Constitutions Matter
Peter Schultz
Oligarchies
differ from republics in that oligarchs claim the right to rule/govern based on
their superiority while republicans claim the right to rule/govern based on
sameness.
At the
constitutional convention in Philadelphia in 1787, Ben Franklin tried to warn
the convention that it was creating a government that would be oligarchic by
creating an office, the presidency, that would attract people who thought they
should rule/govern because they were superior to, not the same as, the “common
people,” or “we the people.” In a speech on the presidency, Franklin proposed
that presidents not be paid because to do so would make that office attractive
to men characterized by avarice and ambition; that is, attractive to
acquisitive men who thought they were capable of and deserving of much wealth
and power because they were superior people. As a result, Franklin argued, peaceful
men would not seek the office, while those tending toward “violence” would. And
Franklin predicted that even after presidential elections, the victors would be
set upon by their rivals and subjected to vicious personal attacks.
Of course,
taking into account the presidencies of JFK, LBJ, Nixon, Carter, Reagan,
Clinton, Bush Jr., Obama, and Trump, it may be said that Franklin’s warnings
have proven correct. Each of these presidents and their presidencies have been
subjected to vicious personal attacks, and two of these presidents, Clinton and
Trump, have been impeached by the House of Representatives, although acquitted
by the Senate. And the “violence” of our politics is attested to by the degree
of security required to keep presidents alive. JFK was assassinated, while Ford
and Reagan were attacked, with the latter being wounded by gunfire. We are not privy to how many other attacks may
have been planned but we do know that George Wallace was attacked and crippled
while seeking the presidency.
I believe
what Franklin was on to was the fact that when rule is based on, legitimated by
claims of superiority, those who claim to be superior must deny the claims of
superiority made by their rivals, while of course asserting their own
superiority. This necessarily leads to vicious personal attacks, as well
apparently as physical attacks. These attacks may be said to be political
phenomena facilitated by our governmental arrangements, including of course the
office of the presidency. Want to change or moderate the violence, both
rhetorical and physical, of our politics, then we should change the
characteristics of our governmental arrangements.

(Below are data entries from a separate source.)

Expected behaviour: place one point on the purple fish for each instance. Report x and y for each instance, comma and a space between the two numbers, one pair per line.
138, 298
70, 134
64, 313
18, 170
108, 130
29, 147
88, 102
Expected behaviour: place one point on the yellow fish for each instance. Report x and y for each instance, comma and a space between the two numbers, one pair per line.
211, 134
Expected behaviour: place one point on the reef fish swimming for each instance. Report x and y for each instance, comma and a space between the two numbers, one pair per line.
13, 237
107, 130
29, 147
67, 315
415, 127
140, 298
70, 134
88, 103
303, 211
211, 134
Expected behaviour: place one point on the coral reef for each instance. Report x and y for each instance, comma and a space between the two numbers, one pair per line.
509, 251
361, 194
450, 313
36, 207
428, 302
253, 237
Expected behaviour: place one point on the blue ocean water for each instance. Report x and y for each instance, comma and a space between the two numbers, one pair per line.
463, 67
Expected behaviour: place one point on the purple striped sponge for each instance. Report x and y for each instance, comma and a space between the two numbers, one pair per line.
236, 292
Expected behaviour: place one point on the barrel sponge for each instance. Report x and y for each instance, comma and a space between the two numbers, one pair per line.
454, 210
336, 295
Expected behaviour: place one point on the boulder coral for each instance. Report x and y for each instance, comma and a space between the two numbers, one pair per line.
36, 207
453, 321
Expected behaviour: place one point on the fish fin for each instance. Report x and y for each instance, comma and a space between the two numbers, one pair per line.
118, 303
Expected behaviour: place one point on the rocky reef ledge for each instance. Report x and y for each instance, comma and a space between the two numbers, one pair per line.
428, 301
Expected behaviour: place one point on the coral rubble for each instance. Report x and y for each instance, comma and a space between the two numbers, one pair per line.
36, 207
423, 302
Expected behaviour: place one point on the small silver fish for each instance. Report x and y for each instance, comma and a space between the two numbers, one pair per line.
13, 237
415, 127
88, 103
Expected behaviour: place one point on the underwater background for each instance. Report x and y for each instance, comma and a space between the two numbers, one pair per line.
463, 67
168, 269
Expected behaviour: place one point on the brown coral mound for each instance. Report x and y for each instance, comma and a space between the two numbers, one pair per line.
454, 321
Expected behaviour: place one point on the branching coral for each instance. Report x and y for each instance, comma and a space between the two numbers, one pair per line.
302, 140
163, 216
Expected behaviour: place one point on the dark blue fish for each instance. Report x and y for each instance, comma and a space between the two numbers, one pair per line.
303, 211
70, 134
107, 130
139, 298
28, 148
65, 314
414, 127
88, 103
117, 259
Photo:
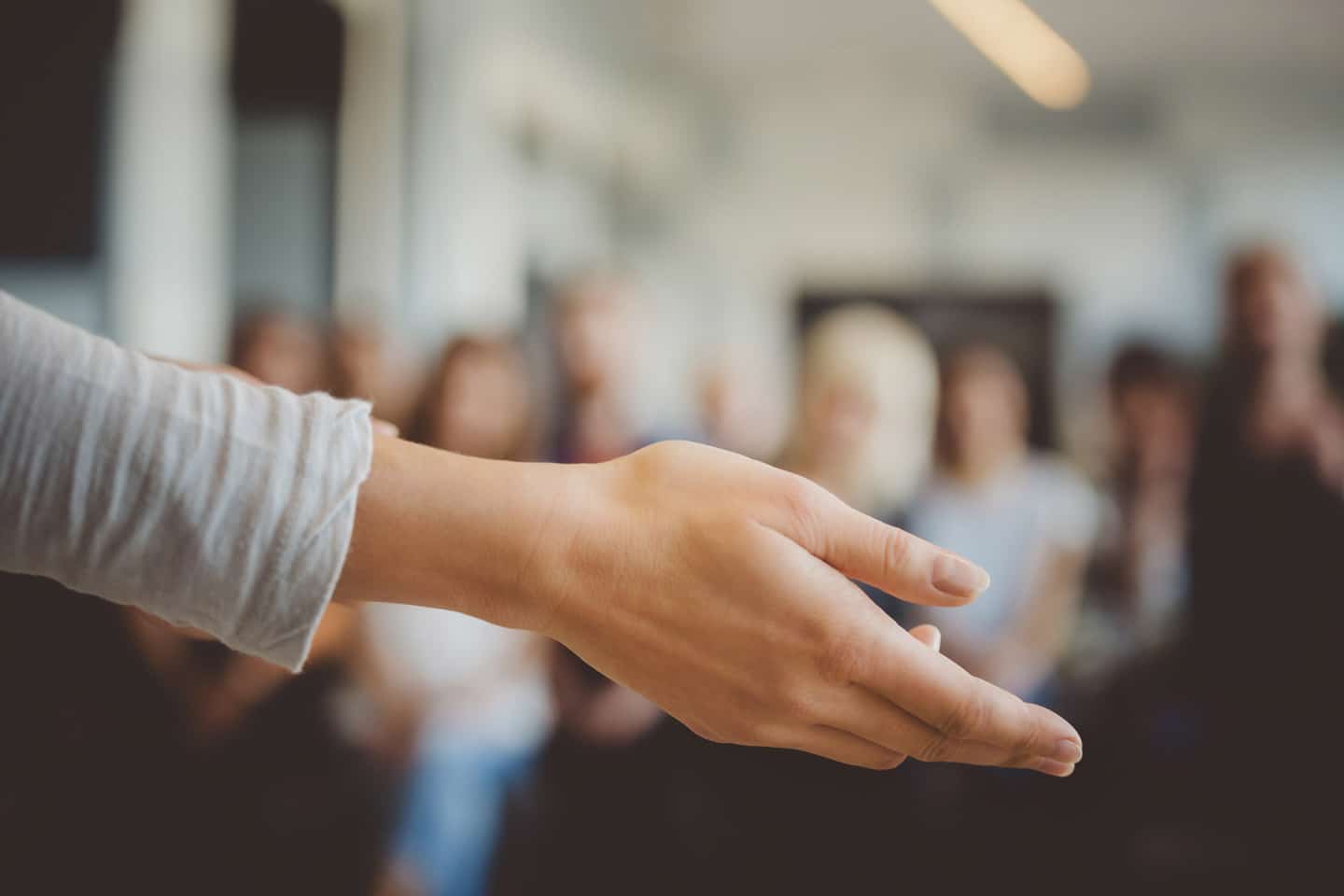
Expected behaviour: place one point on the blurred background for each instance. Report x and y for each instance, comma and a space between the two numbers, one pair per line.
1054, 289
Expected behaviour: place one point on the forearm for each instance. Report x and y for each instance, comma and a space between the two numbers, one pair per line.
443, 529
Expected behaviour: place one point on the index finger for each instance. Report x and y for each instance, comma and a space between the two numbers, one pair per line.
902, 565
959, 706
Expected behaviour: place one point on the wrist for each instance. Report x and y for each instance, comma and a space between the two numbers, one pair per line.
484, 538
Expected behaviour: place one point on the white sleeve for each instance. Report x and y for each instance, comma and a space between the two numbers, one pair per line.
194, 496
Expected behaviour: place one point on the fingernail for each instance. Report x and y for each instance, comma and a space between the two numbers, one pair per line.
1068, 751
1056, 768
959, 578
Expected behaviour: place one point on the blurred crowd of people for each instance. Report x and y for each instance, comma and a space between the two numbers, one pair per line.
1176, 606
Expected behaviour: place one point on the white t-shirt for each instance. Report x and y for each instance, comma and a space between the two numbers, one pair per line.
484, 682
194, 496
1008, 525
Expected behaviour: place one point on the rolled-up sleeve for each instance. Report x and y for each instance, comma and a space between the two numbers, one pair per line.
195, 496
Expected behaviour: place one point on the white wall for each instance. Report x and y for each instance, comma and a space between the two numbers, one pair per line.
875, 177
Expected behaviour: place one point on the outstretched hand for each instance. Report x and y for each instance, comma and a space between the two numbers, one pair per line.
720, 587
715, 586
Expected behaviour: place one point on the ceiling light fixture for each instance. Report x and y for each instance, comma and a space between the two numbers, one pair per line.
1023, 46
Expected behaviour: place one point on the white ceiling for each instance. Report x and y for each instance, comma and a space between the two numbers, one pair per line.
1117, 36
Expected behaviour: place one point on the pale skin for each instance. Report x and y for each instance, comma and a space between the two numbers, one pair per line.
715, 586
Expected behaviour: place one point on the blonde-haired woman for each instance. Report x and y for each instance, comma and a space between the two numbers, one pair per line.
867, 407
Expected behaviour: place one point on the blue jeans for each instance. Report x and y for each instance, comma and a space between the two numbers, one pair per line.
455, 812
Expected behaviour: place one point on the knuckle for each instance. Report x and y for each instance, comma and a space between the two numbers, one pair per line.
843, 658
967, 718
797, 702
935, 747
1029, 739
706, 733
897, 547
890, 762
801, 504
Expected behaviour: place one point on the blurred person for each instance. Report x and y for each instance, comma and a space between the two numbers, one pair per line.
366, 364
1139, 575
1029, 514
482, 690
866, 409
595, 339
734, 410
1267, 520
281, 349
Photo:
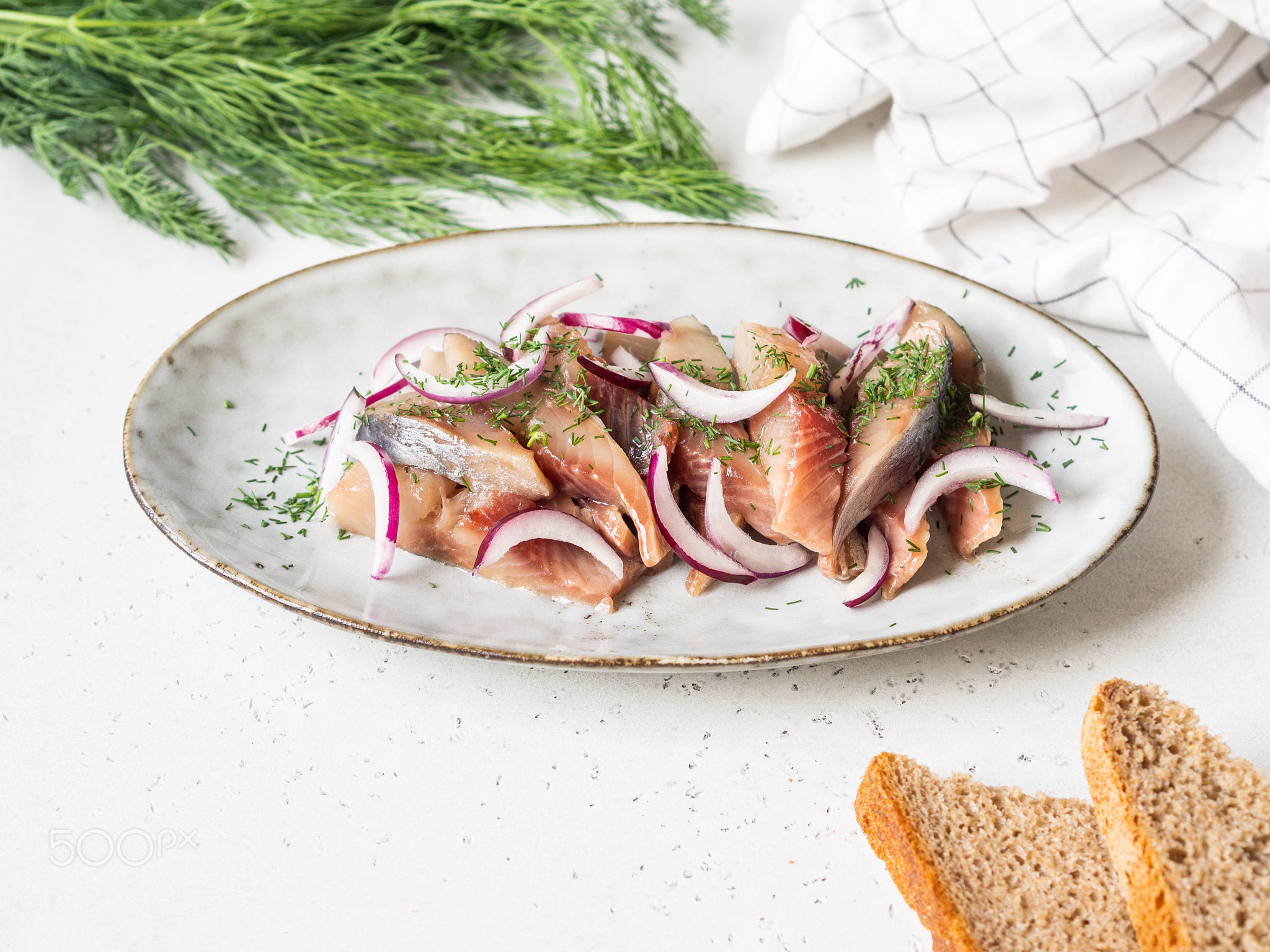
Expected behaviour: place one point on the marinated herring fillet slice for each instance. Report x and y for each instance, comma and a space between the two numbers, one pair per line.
990, 868
696, 351
973, 516
557, 418
1188, 823
694, 348
633, 421
460, 442
440, 519
801, 438
907, 551
894, 423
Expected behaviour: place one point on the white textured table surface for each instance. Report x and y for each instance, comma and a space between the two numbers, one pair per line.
313, 788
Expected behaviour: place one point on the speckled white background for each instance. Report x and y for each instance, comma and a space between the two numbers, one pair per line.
345, 794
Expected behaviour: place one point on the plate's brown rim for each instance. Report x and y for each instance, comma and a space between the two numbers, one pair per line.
822, 653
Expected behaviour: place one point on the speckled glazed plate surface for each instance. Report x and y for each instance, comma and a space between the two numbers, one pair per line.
288, 352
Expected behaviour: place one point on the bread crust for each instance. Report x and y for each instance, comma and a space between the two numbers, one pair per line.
882, 816
1152, 904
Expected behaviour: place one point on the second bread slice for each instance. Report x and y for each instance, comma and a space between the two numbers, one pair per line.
990, 867
1188, 823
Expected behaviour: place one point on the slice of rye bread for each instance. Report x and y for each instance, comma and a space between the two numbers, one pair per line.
1186, 823
990, 867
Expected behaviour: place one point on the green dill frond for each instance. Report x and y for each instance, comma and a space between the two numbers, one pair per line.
351, 117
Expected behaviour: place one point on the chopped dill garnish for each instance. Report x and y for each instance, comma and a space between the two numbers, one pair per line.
912, 371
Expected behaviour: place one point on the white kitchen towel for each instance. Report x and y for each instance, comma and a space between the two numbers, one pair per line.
1103, 161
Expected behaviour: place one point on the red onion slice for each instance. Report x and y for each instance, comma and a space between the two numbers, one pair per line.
388, 501
513, 332
620, 376
545, 523
347, 421
623, 325
680, 534
972, 465
868, 351
708, 403
1042, 419
624, 358
413, 348
766, 562
865, 586
318, 426
815, 339
528, 368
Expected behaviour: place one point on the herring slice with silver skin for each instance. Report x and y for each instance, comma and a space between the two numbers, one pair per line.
458, 442
894, 423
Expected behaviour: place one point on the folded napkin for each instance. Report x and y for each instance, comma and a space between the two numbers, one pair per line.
1104, 162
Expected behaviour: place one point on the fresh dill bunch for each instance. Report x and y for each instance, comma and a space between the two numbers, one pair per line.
346, 117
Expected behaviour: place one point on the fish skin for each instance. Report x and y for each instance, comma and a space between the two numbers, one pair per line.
633, 421
695, 350
572, 446
972, 517
884, 455
746, 490
443, 522
802, 442
889, 517
459, 442
850, 565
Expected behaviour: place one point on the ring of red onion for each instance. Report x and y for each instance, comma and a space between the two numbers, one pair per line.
1042, 419
347, 423
545, 523
388, 501
709, 403
972, 465
531, 366
868, 351
675, 526
623, 325
766, 562
815, 339
521, 322
619, 376
413, 348
624, 358
865, 586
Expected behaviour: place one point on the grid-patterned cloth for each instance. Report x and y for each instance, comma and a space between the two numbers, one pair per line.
1103, 161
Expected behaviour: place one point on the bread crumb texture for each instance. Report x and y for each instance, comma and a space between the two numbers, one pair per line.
1201, 818
990, 867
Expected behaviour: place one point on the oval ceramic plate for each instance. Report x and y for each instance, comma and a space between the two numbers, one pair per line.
288, 352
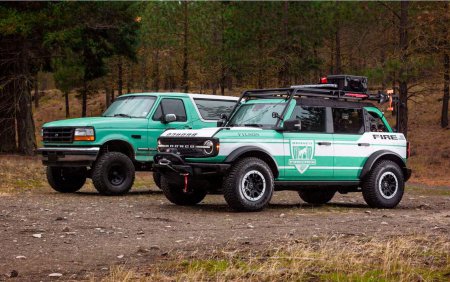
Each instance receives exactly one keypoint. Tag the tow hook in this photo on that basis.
(165, 162)
(186, 175)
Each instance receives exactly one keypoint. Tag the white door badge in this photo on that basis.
(302, 153)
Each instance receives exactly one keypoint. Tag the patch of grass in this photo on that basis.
(411, 258)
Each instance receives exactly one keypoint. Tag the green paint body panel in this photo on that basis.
(302, 156)
(123, 128)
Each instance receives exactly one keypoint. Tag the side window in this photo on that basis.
(375, 123)
(212, 109)
(312, 118)
(171, 106)
(348, 121)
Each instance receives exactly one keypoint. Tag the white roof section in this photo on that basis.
(212, 97)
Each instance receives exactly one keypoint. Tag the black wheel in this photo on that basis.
(249, 185)
(175, 193)
(66, 179)
(113, 174)
(317, 196)
(384, 186)
(157, 179)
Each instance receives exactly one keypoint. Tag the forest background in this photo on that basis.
(71, 59)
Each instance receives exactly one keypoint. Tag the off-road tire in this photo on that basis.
(113, 174)
(317, 196)
(66, 179)
(175, 194)
(237, 197)
(157, 178)
(374, 192)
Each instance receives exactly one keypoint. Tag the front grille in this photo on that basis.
(58, 134)
(183, 146)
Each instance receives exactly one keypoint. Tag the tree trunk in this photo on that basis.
(119, 77)
(403, 75)
(223, 71)
(284, 71)
(337, 38)
(84, 98)
(66, 98)
(7, 122)
(36, 91)
(445, 98)
(129, 78)
(155, 74)
(144, 74)
(25, 123)
(185, 83)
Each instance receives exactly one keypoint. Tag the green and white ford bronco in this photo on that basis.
(313, 139)
(110, 148)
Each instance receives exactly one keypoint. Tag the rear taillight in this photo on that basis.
(408, 150)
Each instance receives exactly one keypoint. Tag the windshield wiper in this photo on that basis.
(253, 125)
(122, 115)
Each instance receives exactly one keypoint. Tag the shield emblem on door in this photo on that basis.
(302, 154)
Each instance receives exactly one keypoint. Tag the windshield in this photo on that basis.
(257, 115)
(132, 106)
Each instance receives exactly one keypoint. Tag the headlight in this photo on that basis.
(209, 147)
(84, 134)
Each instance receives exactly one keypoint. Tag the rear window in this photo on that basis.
(212, 109)
(348, 121)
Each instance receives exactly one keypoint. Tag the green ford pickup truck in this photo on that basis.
(110, 148)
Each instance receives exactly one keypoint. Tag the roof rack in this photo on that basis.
(327, 91)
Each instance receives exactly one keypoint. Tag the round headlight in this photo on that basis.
(210, 145)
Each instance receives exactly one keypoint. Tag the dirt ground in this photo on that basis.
(82, 235)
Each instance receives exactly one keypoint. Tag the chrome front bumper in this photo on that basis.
(68, 156)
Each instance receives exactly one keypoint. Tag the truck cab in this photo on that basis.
(110, 148)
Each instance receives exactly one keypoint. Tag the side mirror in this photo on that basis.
(169, 118)
(222, 121)
(292, 125)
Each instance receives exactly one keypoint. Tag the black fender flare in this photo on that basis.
(254, 151)
(384, 154)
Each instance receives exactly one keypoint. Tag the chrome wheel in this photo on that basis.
(253, 185)
(388, 185)
(116, 175)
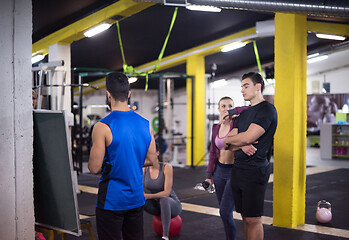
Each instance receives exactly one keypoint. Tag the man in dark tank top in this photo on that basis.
(250, 174)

Perhaps it would be
worthwhile to limit presidents to one, four-year term in office, as well as
limiting the tenure of congresspersons and Supreme Court Justices.
In the Federalist Papers, Alexander Hamilton
wrote that “The love of fame [is] the ruling passion of the noblest minds,” thereby
indicating that he was desirous of drawing such men into the new government,
men like George Washington and, of course, himself. The office of the president
would, Hamilton hoped, draw into the government men who desired, perhaps above
all else, fame, which is a kind of immortality. But this was precisely Franklin’s
concern, because such offices and such men would make the new government oligarchic
rather than republican, with the attendant violence accompanying such
oligarchies. “Great men” seek to create “great empires,” thereby demonstrating
their own “greatness,” while earning a measure of immortality. But such men and
such empires are encumbered by violence and a violent politics, both at home
and abroad.
Others saw
and were concerned with this possibility, mainly among those labeled
“Anti-Federalists.” Patrick Henry argued in the Virginia ratifying convention
that the Constitution had “an awful squinting,” it “squinted in the direction
of monarchy” and toward a government characterized by great armies and war. By
implication, Henry saw the roots of what is today called “American
exceptionalism,” that is, the claim that because America and Americans are
superior, it and they have the right to rule/govern the world. Those roots lay
in the newly proposed constitution. As Henry said, and I am paraphrasing, in
its youth the American nation was not about greatness, political, economic, or
military greatness, but about individual liberty. And that youthful nation aspired
not to a “splendid government” like those embraced by the monarchies of the
world, but to a republican government and a republican society. It might do us
well to recall what Franklin and Henry were about.